Returning to Hyper Cacher, while the attack was discriminating in its target among Frenchmen, it was not discriminating in its target among Jews. An example of a discriminating target among Jews would be an office of the Hebron Fund, a group that promotes activities that the Very Serious People of the world arrogantly say "legitimately" grieves the Arab world. By selecting the non-discriminating target, the attackers introduced some degree of randomness to their act, and that randomness exacerbates their crime.

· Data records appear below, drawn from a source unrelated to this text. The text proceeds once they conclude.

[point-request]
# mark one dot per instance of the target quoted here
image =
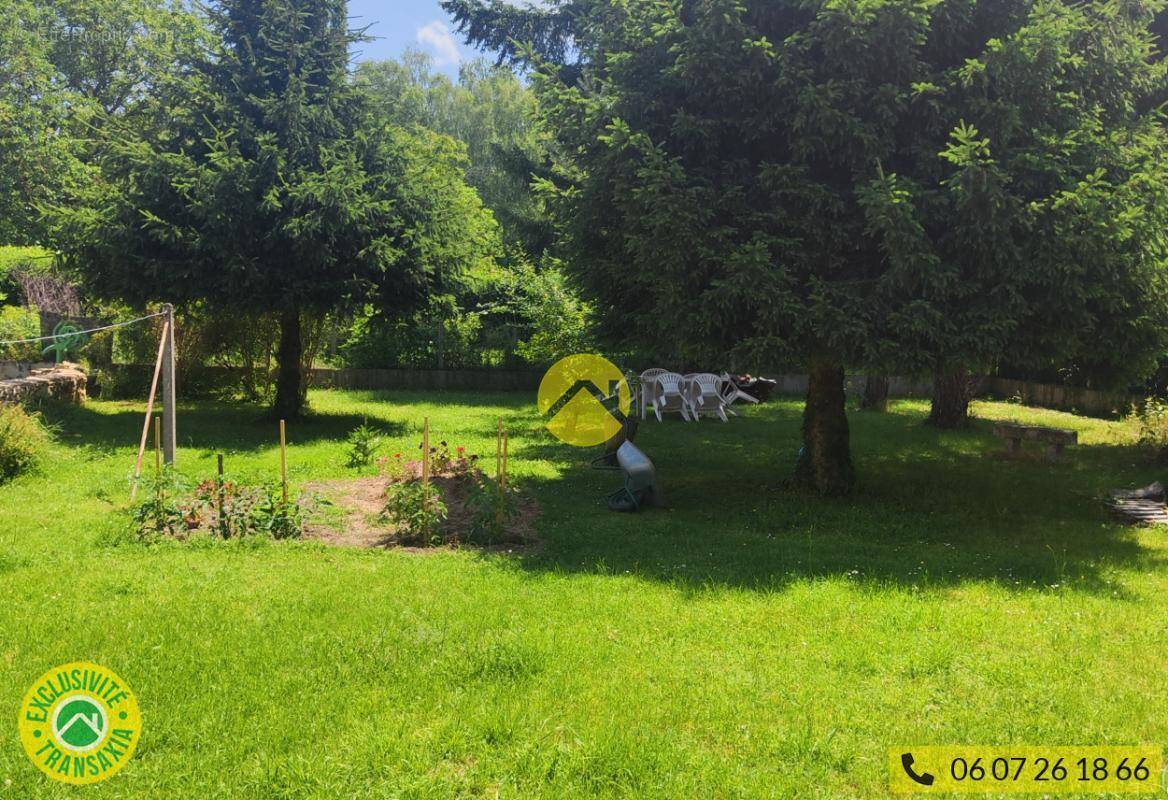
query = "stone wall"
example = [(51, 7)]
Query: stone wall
[(36, 382)]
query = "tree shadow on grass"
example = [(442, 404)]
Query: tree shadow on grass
[(213, 426), (933, 510)]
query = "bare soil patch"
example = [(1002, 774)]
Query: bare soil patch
[(360, 502)]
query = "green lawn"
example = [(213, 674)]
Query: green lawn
[(748, 642)]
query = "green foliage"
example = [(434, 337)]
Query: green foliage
[(15, 261), (418, 510), (64, 67), (171, 509), (439, 335), (273, 516), (492, 112), (945, 536), (557, 322), (1151, 423), (493, 508), (16, 322), (363, 442), (23, 442), (880, 203), (266, 133), (160, 514), (888, 185)]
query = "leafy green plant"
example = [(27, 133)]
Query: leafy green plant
[(23, 440), (493, 507), (16, 324), (418, 512), (160, 514), (276, 516), (1152, 428), (363, 442)]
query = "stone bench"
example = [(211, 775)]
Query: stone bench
[(1056, 438)]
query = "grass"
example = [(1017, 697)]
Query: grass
[(750, 641)]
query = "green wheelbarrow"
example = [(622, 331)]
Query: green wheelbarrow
[(640, 486)]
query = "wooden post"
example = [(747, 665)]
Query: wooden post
[(168, 390), (150, 411), (219, 485), (506, 443), (284, 464), (425, 464)]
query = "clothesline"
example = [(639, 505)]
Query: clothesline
[(81, 333)]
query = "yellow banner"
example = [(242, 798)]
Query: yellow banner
[(1024, 769)]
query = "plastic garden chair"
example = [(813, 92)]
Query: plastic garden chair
[(731, 394), (648, 387), (667, 396), (703, 391)]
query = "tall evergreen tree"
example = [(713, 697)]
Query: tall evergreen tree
[(892, 183), (263, 183)]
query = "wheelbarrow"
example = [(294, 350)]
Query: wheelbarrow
[(640, 486)]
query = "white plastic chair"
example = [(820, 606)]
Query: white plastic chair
[(703, 392), (667, 396), (648, 387), (731, 394)]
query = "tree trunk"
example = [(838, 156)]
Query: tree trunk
[(875, 396), (952, 392), (825, 463), (289, 397)]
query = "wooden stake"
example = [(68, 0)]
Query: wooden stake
[(506, 443), (284, 464), (150, 411), (219, 485), (168, 390), (425, 464)]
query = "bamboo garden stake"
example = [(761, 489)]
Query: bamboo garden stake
[(284, 464), (425, 464), (506, 443), (222, 520)]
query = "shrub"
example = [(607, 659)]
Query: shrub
[(169, 510), (493, 508), (23, 440), (16, 322), (160, 514), (363, 443), (1152, 425), (418, 510)]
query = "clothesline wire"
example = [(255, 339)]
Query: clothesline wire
[(81, 333)]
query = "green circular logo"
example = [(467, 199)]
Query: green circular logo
[(80, 723)]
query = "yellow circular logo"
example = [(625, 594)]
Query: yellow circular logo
[(585, 398), (80, 723)]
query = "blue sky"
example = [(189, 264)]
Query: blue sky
[(404, 23)]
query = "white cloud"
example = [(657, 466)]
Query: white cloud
[(438, 39)]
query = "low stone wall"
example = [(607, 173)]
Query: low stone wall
[(61, 382), (11, 369)]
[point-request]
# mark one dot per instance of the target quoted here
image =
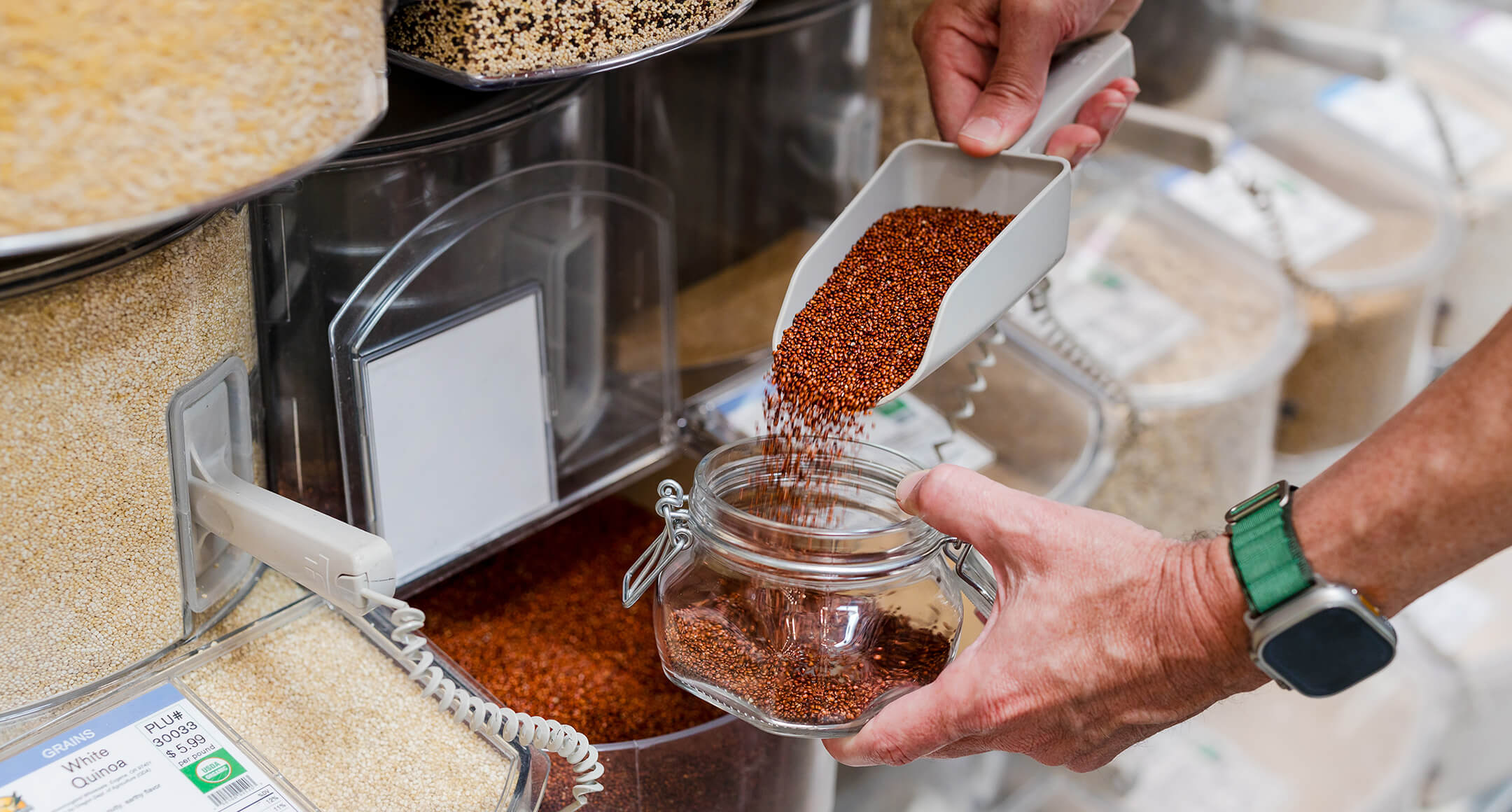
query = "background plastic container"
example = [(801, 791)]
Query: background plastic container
[(1368, 242), (304, 706), (723, 766), (100, 564), (796, 143), (1199, 339), (134, 125), (503, 199), (1368, 749)]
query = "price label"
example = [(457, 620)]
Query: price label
[(1315, 221), (1396, 115), (1121, 319), (155, 752)]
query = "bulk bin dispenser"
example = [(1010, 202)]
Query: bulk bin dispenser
[(501, 263), (206, 732), (120, 121), (788, 152)]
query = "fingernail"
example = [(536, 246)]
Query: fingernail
[(1112, 115), (906, 489), (983, 130)]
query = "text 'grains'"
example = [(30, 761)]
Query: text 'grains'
[(112, 109), (324, 705), (758, 646), (496, 38), (88, 545)]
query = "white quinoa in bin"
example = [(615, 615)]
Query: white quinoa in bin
[(346, 726), (120, 109), (88, 540)]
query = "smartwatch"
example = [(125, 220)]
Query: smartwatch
[(1307, 634)]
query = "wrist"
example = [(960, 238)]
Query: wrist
[(1216, 611)]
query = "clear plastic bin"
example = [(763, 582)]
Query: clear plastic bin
[(788, 100), (1199, 337), (162, 111), (306, 705), (1467, 622), (99, 560), (498, 44), (1368, 242), (486, 224), (1394, 121)]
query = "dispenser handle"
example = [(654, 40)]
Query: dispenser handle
[(1075, 74), (326, 555), (209, 426)]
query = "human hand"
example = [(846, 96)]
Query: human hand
[(986, 64), (1102, 634)]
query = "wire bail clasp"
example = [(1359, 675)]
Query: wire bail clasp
[(971, 573), (675, 539)]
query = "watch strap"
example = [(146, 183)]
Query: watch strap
[(1264, 550)]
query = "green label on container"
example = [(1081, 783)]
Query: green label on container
[(214, 770)]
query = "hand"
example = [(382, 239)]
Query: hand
[(1104, 633), (986, 64)]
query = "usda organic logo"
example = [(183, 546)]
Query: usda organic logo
[(214, 770)]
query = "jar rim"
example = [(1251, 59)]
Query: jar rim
[(708, 503)]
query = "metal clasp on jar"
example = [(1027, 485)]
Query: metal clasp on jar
[(971, 573), (675, 539)]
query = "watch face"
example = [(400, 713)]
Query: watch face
[(1328, 650)]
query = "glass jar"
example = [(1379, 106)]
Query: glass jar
[(804, 606)]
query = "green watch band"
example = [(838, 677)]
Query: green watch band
[(1264, 550)]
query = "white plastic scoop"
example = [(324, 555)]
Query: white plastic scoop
[(1035, 188)]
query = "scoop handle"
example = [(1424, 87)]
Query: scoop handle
[(1074, 76)]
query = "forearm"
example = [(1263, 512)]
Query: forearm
[(1428, 495)]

The above description only states a possible meaning for Obama's use of the word "random." From just the speech in which he used that term, one could not tell whether the meaning was that the attackers intended to kill Jews and didn't care anything else about the victims or that they attacked a random supermarket that happened to be kosher. Obama does have a record of being blasé about Islamic radicalism, a record that would induce people to leap at the second meaning. However, before the speech in which he described the act as "random," he did describe it as anti-semitic, which would mean either he was retracting his initial statement or he intended the first meaning. If that was his intent, it was not the first time he made this type of gaffe.